THE HBCU RISING
The innovative, curriculum-based HBCU Rising initiative uses a three-tiered group mentoring model in which corporate volunteers in STEM-related professions coach college students from Historically Black Colleges and Universities (HBCUs) who then follow our culturally anchored, STEM curriculum to coach and mentor middle school students. College mentors support teachers in science and math classes and gain valuable hands-on teaching experience and form strong relationships with school staff. The program also provides after-school mentoring and support in addition to the in-school mentoring and services, allowing our cohort of 25-30 college mentors to reach up to 1,200 children per year.
It is the mission of the HBCU Rising to address the gross under-representation of African Americans in our nation’s scientific fields, as Black and Brown children living in poverty have consistently been shut out of high-growth, high-income arenas that require STEM skills. The HBCU Rising provides an interactive and engaging opportunity for economically vulnerable students in low-performing middle schools to increase their competencies in the sciences, critical thinking, communication and social skills. Additionally, as the college mentors assist teachers in their STEM classes, they gain valuable work experience and also provide mentoring to the younger scholars. The in-class, group-mentoring framework deepens and personalizes the instruction multitudes of Black children must have to enter the largest growing economic sector in our nation and the world, and to help ensure that the market demand for technical proficiencies in a diverse body of occupations is met as baby boomers retire from the workforce. Finally, as a wider range of industries and occupations are now requiring STEM knowledge and skills, the HBCU Rising affords underserved students with the ability to compete and succeed in any job economy.

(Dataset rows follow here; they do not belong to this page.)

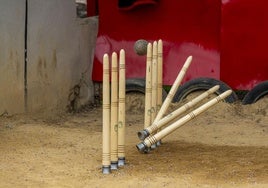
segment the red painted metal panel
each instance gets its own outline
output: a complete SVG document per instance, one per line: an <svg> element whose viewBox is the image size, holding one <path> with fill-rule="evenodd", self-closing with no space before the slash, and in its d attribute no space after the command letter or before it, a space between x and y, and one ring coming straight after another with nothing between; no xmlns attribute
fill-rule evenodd
<svg viewBox="0 0 268 188"><path fill-rule="evenodd" d="M87 0L87 16L98 15L98 0Z"/></svg>
<svg viewBox="0 0 268 188"><path fill-rule="evenodd" d="M221 79L250 90L268 80L268 1L222 2Z"/></svg>
<svg viewBox="0 0 268 188"><path fill-rule="evenodd" d="M268 1L138 1L122 9L118 0L99 0L94 81L102 80L103 54L121 48L126 50L127 77L144 78L145 57L133 50L138 39L163 40L166 85L173 83L189 55L193 62L184 81L205 76L248 90L268 80Z"/></svg>
<svg viewBox="0 0 268 188"><path fill-rule="evenodd" d="M126 50L128 78L145 76L145 57L135 54L138 39L163 40L164 84L172 84L189 55L194 60L185 77L219 78L219 0L159 0L122 10L117 0L99 0L99 34L92 78L101 81L104 53Z"/></svg>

Data from our annual, externally led evaluations by Bethune Culture Solutions consistently speak to the success of the HBCU Rising. Key findings show that our middle-school scholars’ interest in STEM fields and careers demonstrate a statistically significant increase, as do indicators pointing to their academic engagement and performance. Data show a 67 percent increase in student in-class attentiveness and participation, and improved academic performance. Additionally, evaluations document key increases for indicators in social and emotional development, citing high percentage increases in future outlook/hope (86%), relationship management (92%), and emotional awareness (93%).

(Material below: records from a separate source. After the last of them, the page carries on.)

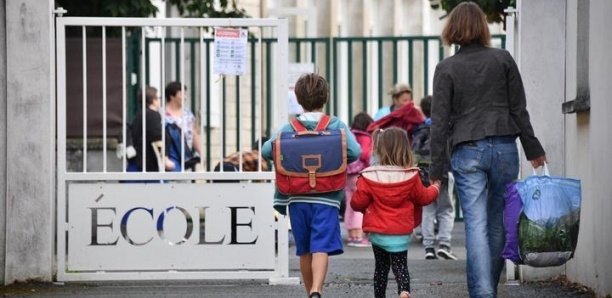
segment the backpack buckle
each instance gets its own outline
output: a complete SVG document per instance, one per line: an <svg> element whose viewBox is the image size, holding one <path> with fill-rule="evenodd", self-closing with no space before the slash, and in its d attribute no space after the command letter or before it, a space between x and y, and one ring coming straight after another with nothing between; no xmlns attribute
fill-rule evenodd
<svg viewBox="0 0 612 298"><path fill-rule="evenodd" d="M302 155L302 167L308 171L308 185L310 188L315 188L316 173L321 168L321 154Z"/></svg>

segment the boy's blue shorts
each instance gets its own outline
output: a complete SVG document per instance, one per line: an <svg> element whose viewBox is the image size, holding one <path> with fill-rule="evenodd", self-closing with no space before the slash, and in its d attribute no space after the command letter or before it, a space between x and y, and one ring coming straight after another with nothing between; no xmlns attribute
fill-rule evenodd
<svg viewBox="0 0 612 298"><path fill-rule="evenodd" d="M325 204L289 204L296 255L325 252L333 256L344 252L338 212L338 208Z"/></svg>

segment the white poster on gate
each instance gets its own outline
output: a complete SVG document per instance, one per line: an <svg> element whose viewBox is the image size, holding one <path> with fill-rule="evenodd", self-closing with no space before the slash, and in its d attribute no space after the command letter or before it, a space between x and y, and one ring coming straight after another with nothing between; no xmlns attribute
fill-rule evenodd
<svg viewBox="0 0 612 298"><path fill-rule="evenodd" d="M246 29L215 28L215 74L244 74L247 63L247 37Z"/></svg>
<svg viewBox="0 0 612 298"><path fill-rule="evenodd" d="M272 183L71 183L68 271L273 270Z"/></svg>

Our program maintains a strong commitment to serve the communities where we work, ensure diversity, and help children prepare for success in school and life. Our college-age mentors develop cherished and sustained relationships with their middle school scholars, who often share the same cultural and socio-economic backgrounds, giving our scholars true-life heroes and role models, who are just a few years their senior. Similarly, our STEM professionals allow our college mentors to visualize the challenges and rewards of STEM careers, preparing them to join the STEM workforce. Younger scholars say they enjoy most how the program “helps me with struggles in life,” and how their mentor “gives me advice to stand where he is standing.”